AMSA inspectors attended the ship at Port of Melbourne on April 26 and found multiple maintenance issues on board including defective main engine control and monitoring systems; a faulty engine room alarm monitoring system; defective starting arrangements for two generators; a failure to maintain the ship after survey, evidenced by 19 deficiencies, and a safety management system that fails to ensure the ship is maintained and that defects are reported appropriately.

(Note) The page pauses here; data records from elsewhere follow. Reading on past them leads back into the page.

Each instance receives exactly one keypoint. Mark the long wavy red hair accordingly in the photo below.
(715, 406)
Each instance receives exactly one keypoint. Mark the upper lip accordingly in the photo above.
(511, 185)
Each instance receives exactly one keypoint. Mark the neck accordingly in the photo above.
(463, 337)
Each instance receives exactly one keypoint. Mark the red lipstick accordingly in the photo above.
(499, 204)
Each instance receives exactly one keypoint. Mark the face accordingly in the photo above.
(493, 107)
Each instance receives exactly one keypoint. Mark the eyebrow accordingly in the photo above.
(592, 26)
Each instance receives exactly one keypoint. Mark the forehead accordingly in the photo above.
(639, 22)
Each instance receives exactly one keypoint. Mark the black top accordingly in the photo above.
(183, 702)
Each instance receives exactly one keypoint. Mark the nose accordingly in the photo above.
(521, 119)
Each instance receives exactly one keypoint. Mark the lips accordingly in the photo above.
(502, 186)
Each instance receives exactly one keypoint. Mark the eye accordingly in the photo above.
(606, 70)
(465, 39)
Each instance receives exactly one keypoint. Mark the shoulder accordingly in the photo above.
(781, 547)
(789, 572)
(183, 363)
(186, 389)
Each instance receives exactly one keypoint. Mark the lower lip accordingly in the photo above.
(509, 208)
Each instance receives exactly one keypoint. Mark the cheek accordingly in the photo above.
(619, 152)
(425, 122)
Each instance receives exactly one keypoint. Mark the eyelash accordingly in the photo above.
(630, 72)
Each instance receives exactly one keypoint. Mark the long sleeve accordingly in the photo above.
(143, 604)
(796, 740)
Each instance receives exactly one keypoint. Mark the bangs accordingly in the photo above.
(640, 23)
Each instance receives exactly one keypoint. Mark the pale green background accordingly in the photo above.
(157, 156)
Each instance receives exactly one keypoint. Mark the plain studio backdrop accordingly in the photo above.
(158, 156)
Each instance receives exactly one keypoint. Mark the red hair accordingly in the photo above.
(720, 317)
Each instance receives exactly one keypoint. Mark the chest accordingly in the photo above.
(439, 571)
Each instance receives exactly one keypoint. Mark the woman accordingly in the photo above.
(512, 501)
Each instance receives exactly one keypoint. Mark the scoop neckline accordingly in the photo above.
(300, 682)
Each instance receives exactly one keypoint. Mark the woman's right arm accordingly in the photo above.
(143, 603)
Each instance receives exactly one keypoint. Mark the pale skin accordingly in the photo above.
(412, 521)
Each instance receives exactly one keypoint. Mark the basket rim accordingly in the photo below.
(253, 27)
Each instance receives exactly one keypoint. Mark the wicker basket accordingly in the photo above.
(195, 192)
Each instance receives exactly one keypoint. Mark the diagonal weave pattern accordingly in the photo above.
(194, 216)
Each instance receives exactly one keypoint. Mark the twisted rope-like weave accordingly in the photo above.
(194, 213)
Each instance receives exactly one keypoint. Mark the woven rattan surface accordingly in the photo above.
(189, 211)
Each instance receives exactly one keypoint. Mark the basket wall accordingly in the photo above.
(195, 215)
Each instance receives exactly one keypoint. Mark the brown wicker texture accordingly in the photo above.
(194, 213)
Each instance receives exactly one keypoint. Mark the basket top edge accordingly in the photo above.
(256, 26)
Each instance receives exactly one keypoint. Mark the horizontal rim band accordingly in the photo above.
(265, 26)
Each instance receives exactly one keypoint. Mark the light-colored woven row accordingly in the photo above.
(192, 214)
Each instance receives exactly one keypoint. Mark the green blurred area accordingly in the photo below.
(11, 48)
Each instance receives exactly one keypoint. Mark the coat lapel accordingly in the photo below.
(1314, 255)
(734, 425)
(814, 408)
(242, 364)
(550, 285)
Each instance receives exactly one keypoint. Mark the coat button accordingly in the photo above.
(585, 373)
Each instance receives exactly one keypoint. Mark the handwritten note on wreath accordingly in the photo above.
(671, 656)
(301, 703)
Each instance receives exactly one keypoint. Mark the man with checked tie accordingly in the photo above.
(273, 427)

AMSA is aware that the operator, Anglo-Eastern Ship Management (India), was notified of “serious safety concerns” prior to arrival in Australia.

Executive Director of Operations Michael Drake said these defects posed a significant risk to the Australian marine environment and the safety of the Darya Shaan’s crew. “When ship operators play fast and loose with engine maintenance, the consequences can be dire,” he said. “These defects could cause the ship to lose power during critical navigation, such as in a narrow channel, resulting in a grounding, or collision with another ship or structure.

“The fact that this operator knew about these defects and did not report them to AMSA is appalling and deserving of a 180-day ban. This was a clear attempt to conceal serious defects to Australian authorities and demonstrates a disregard for the safety of the ship, its crew and the marine environment.”

Drake said AMSA had noticed an increase in main engine defects in recent years and had been taking action on substandard vessels.

“If Anglo Eastern had complied with its obligations and reported the defects, AMSA would not have detained the vessel under port State control procedures. We would have worked with the operator constructively and pragmatically to ensure the ship was safe and met convention requirements.”